Eye in sky for HK-Beijing Rally

PUBLISHED : Wednesday, 20 October, 1993, 12:00am
UPDATED : Wednesday, 20 October, 1993, 12:00am

THE latest in satellite technology will be used to correlate daily results as the 37 competitors in the 555 Hong Kong to Beijing Rally race through six Chinese provinces and 3,800 kilometres, beginning on Saturday.


Event organisers will tap into the International Maritime Satellite Services (Inmarsat) orbiting station via nine portable terminals, six of which will be mounted in support vehicles shadowing the rally.


It is the first time the satellite is being used in a long-distance rally through such remote areas of China.


Five of the car-mounted terminals will be allocated to teams who will be stationed at the end of each special stage along the rally route. The time of each competitor will be sent to the Timing Control Centre at rally headquarters in Beijing via Inmarsat.


The results will be fed into a computer in Beijing and relayed back via satellite to the next rally stage. Placings from the previous stage determine the starting order the following day. The results will also be distributed world-wide by the event's press office.

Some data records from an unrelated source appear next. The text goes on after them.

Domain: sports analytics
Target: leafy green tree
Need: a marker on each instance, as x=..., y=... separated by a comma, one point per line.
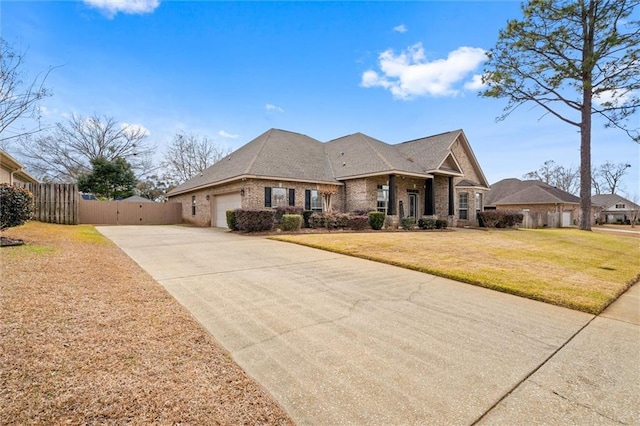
x=574, y=59
x=109, y=178
x=16, y=206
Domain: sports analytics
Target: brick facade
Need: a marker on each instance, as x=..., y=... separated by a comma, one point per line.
x=353, y=194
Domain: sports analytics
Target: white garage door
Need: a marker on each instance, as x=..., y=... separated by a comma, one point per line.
x=222, y=204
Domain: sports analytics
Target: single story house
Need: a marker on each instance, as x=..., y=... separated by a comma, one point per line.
x=613, y=208
x=543, y=205
x=12, y=172
x=436, y=176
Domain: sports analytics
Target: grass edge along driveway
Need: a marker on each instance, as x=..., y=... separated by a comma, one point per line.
x=581, y=270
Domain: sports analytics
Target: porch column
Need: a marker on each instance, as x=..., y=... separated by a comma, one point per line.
x=429, y=197
x=451, y=199
x=391, y=209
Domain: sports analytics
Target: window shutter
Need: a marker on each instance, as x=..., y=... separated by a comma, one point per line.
x=267, y=196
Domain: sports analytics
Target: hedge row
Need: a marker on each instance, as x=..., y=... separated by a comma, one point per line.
x=16, y=206
x=432, y=224
x=499, y=219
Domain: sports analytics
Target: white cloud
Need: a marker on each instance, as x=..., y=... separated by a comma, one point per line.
x=402, y=28
x=132, y=7
x=475, y=83
x=271, y=107
x=227, y=135
x=135, y=128
x=410, y=74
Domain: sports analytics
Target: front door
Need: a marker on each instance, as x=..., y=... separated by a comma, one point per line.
x=413, y=205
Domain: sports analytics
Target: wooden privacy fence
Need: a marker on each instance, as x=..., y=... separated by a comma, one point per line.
x=128, y=213
x=55, y=202
x=61, y=203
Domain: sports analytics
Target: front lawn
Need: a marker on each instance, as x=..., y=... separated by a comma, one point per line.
x=576, y=269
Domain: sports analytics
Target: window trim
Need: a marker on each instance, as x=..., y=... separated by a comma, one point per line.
x=464, y=209
x=382, y=189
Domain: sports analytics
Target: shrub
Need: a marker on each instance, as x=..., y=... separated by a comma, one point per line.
x=282, y=210
x=489, y=218
x=376, y=220
x=441, y=224
x=512, y=219
x=408, y=222
x=306, y=215
x=255, y=220
x=291, y=222
x=16, y=206
x=318, y=220
x=231, y=220
x=340, y=220
x=427, y=224
x=358, y=222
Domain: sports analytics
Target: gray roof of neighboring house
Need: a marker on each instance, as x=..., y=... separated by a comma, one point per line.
x=516, y=191
x=279, y=154
x=137, y=199
x=607, y=201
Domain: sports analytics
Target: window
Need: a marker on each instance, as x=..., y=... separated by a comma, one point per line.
x=278, y=197
x=275, y=197
x=463, y=206
x=316, y=201
x=383, y=198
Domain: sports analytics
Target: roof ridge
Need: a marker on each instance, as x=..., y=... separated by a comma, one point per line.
x=255, y=157
x=380, y=156
x=430, y=136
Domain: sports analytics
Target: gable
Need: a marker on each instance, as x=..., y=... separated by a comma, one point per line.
x=450, y=165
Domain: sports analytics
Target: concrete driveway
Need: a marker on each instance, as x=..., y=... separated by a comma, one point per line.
x=338, y=340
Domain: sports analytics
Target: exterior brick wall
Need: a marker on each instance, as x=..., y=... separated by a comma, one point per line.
x=471, y=174
x=539, y=214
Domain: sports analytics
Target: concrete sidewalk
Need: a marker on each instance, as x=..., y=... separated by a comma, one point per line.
x=339, y=340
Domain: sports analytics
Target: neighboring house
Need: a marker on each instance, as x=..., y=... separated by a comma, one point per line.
x=543, y=205
x=612, y=208
x=137, y=199
x=436, y=176
x=12, y=172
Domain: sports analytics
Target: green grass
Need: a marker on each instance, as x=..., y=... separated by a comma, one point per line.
x=580, y=270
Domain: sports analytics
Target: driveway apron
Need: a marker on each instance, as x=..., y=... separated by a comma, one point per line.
x=338, y=340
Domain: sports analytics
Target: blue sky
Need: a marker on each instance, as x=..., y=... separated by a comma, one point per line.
x=231, y=70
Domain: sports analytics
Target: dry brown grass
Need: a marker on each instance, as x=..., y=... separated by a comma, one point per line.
x=576, y=269
x=87, y=337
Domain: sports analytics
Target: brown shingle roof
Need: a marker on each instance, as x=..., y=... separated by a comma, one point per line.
x=359, y=154
x=274, y=154
x=608, y=201
x=279, y=154
x=516, y=191
x=431, y=151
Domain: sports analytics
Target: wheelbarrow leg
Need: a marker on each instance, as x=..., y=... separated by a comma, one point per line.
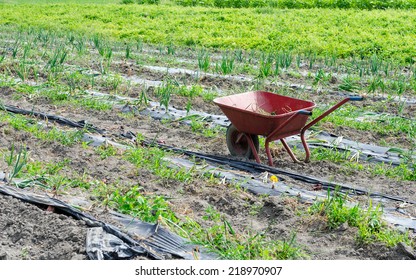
x=289, y=151
x=269, y=155
x=305, y=146
x=252, y=147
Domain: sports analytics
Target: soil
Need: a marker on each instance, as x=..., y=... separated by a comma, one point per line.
x=31, y=232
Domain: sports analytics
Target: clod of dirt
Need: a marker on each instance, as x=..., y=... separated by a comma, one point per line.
x=406, y=250
x=28, y=232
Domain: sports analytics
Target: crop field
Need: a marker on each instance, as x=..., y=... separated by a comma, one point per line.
x=109, y=108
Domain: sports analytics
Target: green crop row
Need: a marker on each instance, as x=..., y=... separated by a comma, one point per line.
x=297, y=4
x=340, y=33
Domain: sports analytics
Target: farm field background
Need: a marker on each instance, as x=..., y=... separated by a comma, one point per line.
x=144, y=77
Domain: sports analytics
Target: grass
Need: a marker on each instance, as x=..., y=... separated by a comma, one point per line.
x=300, y=31
x=371, y=227
x=53, y=134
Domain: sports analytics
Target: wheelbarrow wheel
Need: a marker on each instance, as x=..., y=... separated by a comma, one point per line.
x=238, y=145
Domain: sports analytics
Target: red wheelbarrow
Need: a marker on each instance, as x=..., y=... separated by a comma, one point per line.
x=271, y=115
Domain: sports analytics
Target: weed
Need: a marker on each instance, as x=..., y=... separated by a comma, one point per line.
x=203, y=61
x=370, y=226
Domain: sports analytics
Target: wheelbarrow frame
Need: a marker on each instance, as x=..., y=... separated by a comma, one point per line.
x=251, y=123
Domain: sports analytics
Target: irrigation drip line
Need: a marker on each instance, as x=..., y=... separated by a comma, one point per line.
x=80, y=124
x=106, y=241
x=254, y=167
x=251, y=167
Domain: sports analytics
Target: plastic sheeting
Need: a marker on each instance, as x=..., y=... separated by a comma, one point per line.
x=106, y=241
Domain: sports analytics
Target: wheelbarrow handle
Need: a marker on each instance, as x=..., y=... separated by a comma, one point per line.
x=326, y=113
x=305, y=112
x=356, y=98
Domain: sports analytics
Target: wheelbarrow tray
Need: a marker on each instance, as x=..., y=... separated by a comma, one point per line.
x=261, y=112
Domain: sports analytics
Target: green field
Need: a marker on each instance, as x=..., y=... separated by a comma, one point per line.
x=343, y=33
x=143, y=79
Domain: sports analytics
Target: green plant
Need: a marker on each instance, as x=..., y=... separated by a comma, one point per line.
x=349, y=84
x=369, y=222
x=226, y=65
x=203, y=60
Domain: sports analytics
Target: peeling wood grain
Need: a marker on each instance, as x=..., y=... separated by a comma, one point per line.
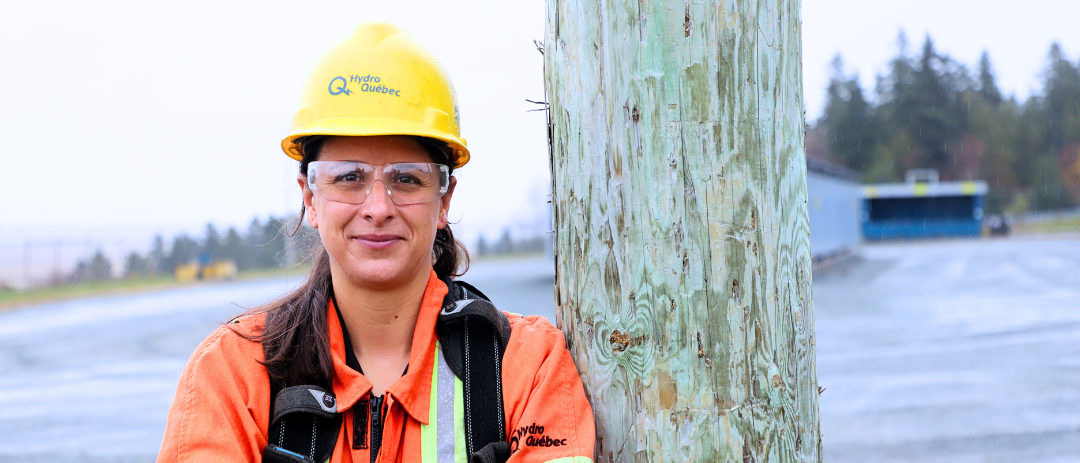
x=682, y=235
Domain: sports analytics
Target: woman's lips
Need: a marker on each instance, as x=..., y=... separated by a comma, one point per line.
x=378, y=241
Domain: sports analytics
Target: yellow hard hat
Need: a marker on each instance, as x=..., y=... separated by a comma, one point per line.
x=379, y=81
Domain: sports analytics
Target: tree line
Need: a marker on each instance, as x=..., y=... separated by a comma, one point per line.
x=264, y=245
x=931, y=111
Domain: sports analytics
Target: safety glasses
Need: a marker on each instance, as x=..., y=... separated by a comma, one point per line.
x=350, y=181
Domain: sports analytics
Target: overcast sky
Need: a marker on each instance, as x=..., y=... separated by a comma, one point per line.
x=120, y=120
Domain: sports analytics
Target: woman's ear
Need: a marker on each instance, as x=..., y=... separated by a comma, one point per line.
x=308, y=201
x=444, y=206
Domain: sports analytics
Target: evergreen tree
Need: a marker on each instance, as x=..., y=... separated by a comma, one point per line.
x=849, y=119
x=135, y=266
x=1062, y=90
x=184, y=250
x=98, y=269
x=233, y=249
x=987, y=83
x=157, y=257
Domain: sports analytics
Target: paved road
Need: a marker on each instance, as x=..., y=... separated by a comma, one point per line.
x=961, y=351
x=957, y=351
x=91, y=380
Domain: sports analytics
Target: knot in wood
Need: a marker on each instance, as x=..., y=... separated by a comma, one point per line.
x=619, y=340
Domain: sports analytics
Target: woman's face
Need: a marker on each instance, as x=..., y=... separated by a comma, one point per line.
x=377, y=244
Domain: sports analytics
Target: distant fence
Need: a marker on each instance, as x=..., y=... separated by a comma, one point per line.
x=39, y=262
x=1048, y=216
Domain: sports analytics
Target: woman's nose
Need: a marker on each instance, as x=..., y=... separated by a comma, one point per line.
x=379, y=202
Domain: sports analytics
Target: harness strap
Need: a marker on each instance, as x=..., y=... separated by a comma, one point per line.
x=304, y=425
x=473, y=337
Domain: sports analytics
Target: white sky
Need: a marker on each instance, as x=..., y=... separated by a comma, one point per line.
x=120, y=120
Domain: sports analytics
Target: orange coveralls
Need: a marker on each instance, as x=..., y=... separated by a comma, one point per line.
x=221, y=409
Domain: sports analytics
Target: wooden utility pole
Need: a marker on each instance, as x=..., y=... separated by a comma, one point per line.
x=682, y=234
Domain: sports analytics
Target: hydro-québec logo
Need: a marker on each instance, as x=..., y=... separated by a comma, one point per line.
x=367, y=83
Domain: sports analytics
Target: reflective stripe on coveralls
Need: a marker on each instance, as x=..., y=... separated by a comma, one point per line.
x=443, y=438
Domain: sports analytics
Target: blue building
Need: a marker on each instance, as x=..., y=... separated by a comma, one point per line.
x=922, y=207
x=835, y=204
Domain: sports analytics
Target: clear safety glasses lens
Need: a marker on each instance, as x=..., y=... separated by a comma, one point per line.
x=349, y=181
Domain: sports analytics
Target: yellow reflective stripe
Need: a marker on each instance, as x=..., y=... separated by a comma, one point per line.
x=459, y=422
x=429, y=432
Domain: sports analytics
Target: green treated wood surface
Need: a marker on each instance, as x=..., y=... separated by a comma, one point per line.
x=682, y=234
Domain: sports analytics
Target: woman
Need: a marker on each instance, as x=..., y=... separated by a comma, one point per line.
x=363, y=354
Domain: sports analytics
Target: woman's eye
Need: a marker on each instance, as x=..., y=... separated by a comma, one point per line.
x=407, y=179
x=351, y=177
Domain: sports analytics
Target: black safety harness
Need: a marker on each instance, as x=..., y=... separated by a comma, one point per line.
x=473, y=336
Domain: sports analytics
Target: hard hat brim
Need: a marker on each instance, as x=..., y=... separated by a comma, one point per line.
x=374, y=126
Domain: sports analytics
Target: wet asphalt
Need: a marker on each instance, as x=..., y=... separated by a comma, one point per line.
x=947, y=351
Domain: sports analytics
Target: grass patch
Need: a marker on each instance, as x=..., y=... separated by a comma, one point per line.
x=11, y=298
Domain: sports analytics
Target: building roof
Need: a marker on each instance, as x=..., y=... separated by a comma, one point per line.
x=971, y=188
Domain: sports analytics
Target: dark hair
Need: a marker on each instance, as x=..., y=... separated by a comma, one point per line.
x=295, y=341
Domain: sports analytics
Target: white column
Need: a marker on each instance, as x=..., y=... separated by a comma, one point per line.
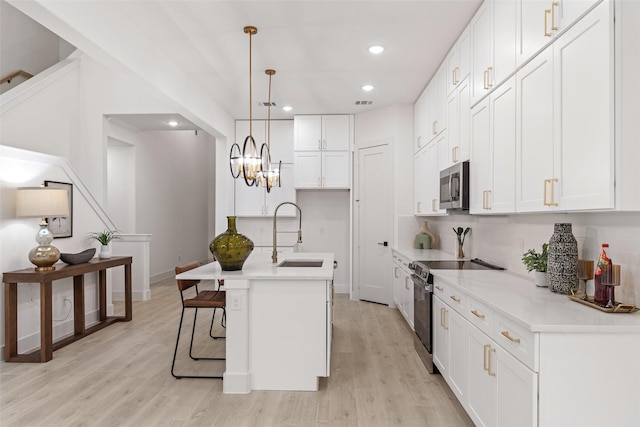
x=237, y=376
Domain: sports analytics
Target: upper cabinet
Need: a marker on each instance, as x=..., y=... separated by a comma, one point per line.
x=565, y=129
x=323, y=133
x=322, y=158
x=458, y=62
x=540, y=21
x=493, y=46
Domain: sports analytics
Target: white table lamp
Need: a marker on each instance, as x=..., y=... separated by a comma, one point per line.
x=42, y=202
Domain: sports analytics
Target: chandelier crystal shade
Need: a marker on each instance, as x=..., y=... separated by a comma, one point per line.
x=249, y=162
x=271, y=178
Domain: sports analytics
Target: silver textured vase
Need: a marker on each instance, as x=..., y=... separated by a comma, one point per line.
x=562, y=264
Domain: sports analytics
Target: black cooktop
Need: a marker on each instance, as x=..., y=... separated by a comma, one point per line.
x=474, y=264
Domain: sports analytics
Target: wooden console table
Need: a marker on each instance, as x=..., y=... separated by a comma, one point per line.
x=45, y=278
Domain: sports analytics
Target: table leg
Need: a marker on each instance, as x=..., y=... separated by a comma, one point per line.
x=10, y=320
x=46, y=321
x=78, y=304
x=102, y=289
x=127, y=293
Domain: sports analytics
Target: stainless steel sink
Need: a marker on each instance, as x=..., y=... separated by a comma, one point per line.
x=301, y=263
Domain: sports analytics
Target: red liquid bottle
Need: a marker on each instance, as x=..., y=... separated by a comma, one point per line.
x=603, y=265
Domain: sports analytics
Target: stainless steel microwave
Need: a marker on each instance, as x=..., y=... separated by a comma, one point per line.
x=454, y=187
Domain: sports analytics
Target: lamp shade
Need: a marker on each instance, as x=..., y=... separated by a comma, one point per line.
x=42, y=202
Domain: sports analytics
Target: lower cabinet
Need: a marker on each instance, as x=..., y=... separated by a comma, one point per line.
x=502, y=391
x=403, y=288
x=494, y=387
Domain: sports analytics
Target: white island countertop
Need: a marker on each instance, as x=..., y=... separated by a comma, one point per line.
x=260, y=267
x=536, y=308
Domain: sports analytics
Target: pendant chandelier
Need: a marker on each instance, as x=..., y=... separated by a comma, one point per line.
x=271, y=178
x=250, y=163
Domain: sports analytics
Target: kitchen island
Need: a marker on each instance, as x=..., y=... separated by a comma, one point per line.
x=278, y=322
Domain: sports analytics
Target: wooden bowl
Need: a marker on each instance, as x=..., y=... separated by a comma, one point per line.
x=78, y=258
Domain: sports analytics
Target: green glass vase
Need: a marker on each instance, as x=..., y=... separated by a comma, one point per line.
x=231, y=249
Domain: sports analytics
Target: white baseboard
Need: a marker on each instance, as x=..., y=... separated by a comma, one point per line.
x=62, y=329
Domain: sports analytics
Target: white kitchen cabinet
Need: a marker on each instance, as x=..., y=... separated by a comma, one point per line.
x=426, y=174
x=565, y=107
x=458, y=62
x=322, y=169
x=437, y=102
x=256, y=201
x=450, y=346
x=327, y=132
x=540, y=21
x=502, y=391
x=494, y=387
x=457, y=147
x=493, y=36
x=420, y=134
x=403, y=288
x=322, y=157
x=493, y=152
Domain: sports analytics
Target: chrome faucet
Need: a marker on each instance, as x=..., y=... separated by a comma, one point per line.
x=274, y=254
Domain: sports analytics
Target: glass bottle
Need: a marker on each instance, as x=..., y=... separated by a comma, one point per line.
x=603, y=264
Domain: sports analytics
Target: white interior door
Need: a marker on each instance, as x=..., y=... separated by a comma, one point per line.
x=375, y=219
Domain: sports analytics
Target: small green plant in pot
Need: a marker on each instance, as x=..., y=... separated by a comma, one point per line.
x=104, y=238
x=537, y=262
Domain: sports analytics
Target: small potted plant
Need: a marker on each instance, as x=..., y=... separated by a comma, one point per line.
x=104, y=238
x=537, y=262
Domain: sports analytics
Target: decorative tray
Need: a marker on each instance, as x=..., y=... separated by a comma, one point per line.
x=617, y=306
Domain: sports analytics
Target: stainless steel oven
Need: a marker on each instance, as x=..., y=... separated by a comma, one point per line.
x=423, y=301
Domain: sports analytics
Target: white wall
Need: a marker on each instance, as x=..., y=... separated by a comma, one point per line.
x=26, y=45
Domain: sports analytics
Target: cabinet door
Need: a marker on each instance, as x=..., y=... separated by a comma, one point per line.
x=439, y=102
x=420, y=182
x=584, y=113
x=308, y=169
x=535, y=134
x=419, y=137
x=504, y=41
x=336, y=132
x=482, y=50
x=516, y=391
x=482, y=379
x=480, y=172
x=281, y=141
x=336, y=169
x=502, y=198
x=307, y=131
x=534, y=18
x=285, y=193
x=441, y=336
x=458, y=356
x=433, y=176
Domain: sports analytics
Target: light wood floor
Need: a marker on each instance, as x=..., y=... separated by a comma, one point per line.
x=121, y=376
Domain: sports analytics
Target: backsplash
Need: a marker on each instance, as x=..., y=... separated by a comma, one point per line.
x=502, y=240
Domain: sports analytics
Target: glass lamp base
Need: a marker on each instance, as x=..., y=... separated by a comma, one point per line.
x=44, y=256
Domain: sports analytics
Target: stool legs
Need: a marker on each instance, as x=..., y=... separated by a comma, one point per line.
x=175, y=352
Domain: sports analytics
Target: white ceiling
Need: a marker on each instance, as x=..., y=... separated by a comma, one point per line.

The sixth car-mounted terminal will be assigned to the recovery team, who will follow the rally and provide support for any damaged vehicles. Their reports will also be sent to Beijing via Inmarsat.


Rally clerk of the course Jim Porter will have a terminal with an added voice facility for direct communications with Beijing.


Another terminal will be based in Beijing to receive the transmissions from the special stage teams.


Rally manager Willard Martin, who has worked on the New Zealand Rally for the past 11 years, described the satellite communications as better than most such facilities available on the World Rally Championship circuit.


The rally begins on Saturday afternoon with a 1.8-kilometre super-special stage at Honey Lake resort in Shenzen.